Instead of complying with that order, [Appellant] was moving the gear shift on the steering column. [Appellant] drove his vehicle forward into the rear of Hand’s police car while Hand was still holding on to [Appellant]. Then he put the vehicle in reverse and backed into the vehicle of St. Clair Borough Chief Michael Carey. This gave [Appellant] enough room to get out of the blockade. Once Hand realized [Appellant] was about to go, he let go of his hold and went to his own vehicle.

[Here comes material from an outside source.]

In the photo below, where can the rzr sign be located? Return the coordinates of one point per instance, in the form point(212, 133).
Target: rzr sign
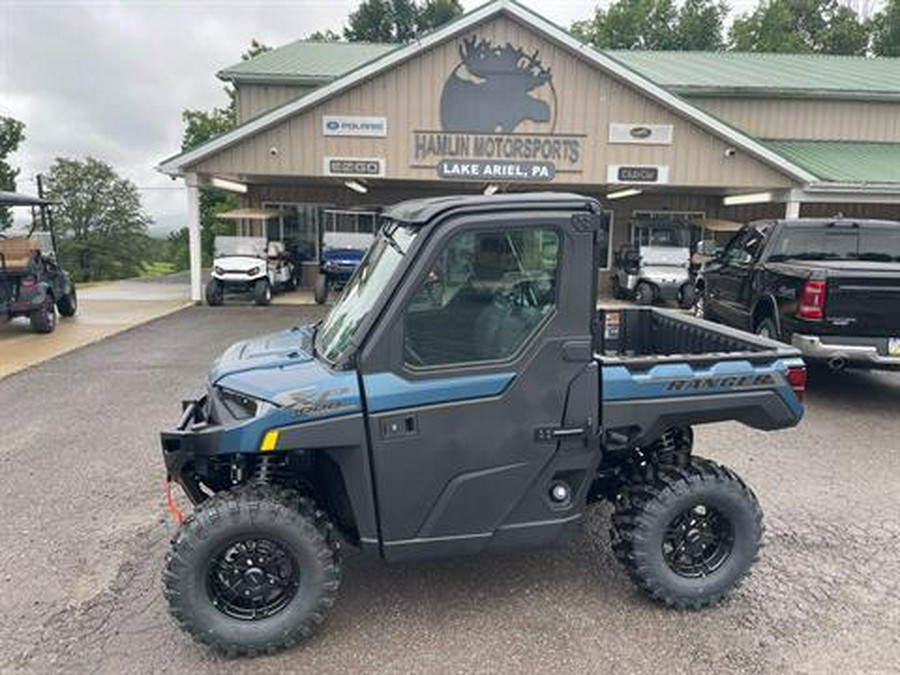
point(498, 115)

Chief Carey had stopped his vehicle behind [Appellant]’s and left his car. Almost immediately after exiting the police cruiser, Carey noticed that [Appellant] was rocking his vehicle back and forth and was about to break free of the median strip. Carey jumped back into his vehicle just as the rear of [Appellant]’s slammed into the front of Carey’s car. As a result, Carey experienced injuries to his back and left ankle. Carey was still experiencing significant pain and had not been medically cleared to return to work at the time of trial, more than nine months after the accident.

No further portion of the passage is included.